不妊治療は一朝一夕で終わるものではありません。就労と治療の両立が困難となり退職を余儀なくされる方も多く、治療が長引けばメンタル面でも大きな負担を伴いがちです。そのため、できる限り通院の負担が少ないクリニックの選択をお勧めします。例えば、土日や夜間に診療しているクリニックであれば、パートナーと時間を合わせての通院やお仕事終わりに通うこともできるでしょう。不妊治療は女性だけのものではありませんから、パートナーの受診しやすい環境は重要です。また当院では、クリニック専用の受診アプリを活用した予約から事前問診、事後会計、更に院内処方を採用し30分程度は在院時間を削減し就労との両立をサポートしています。

ドクターからのメッセージ

市山 卓彦院長

不妊治療は「ゴールの見えない暗いトンネルを歩くこと」と例える人がいます。
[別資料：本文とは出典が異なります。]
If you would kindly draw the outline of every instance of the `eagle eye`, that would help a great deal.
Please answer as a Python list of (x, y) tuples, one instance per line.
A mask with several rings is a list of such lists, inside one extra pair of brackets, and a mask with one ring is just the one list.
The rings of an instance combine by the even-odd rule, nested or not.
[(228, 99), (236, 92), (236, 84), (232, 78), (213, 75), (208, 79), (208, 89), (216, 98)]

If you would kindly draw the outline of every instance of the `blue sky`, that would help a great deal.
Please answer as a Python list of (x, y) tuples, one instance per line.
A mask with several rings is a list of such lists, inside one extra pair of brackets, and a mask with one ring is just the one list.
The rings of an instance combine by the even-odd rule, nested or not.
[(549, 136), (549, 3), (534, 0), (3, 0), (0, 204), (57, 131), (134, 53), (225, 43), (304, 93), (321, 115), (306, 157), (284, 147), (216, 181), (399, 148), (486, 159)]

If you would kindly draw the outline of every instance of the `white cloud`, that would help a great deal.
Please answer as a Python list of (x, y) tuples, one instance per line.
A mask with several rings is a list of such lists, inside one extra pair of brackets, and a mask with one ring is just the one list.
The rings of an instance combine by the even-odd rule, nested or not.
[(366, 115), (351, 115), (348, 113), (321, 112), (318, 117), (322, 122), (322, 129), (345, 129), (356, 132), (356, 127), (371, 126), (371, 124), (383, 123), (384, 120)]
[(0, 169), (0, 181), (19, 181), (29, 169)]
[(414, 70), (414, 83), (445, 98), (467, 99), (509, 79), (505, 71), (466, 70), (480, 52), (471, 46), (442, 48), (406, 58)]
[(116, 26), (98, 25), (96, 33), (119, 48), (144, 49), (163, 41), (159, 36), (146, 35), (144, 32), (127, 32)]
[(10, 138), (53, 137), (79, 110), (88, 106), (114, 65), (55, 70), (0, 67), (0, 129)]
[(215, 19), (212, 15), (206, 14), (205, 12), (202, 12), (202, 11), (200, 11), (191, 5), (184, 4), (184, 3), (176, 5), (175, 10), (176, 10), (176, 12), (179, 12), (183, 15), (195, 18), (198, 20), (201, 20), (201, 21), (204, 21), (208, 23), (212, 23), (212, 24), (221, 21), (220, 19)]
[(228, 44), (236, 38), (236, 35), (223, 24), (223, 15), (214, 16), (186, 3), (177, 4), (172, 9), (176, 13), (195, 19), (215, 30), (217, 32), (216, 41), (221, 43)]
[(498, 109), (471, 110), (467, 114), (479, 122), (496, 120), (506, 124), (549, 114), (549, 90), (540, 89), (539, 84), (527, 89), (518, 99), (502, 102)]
目的を見失うと、長続きさせることが難しい治療でもあるので、しっかりと将来の家族計画を立ててから治療に臨みましょう。一方で、妊孕性について知る機会は、日常生活ではほとんどないのが実情です。ただ、ご自身の妊娠力を理解することができれば、どんな手段を選べるかがわかってきます。「子どもを持つ」という誰しも持ち併せているはずの権利を守るため、まずは「知る」ことから始めましょう。もしわからないことがあれば、生殖医療の専門家がいる不妊治療専門クリニックをお訪ねください。皆さんが幸せな家庭を築けるよう、きっと力を貸してくれるはずですから。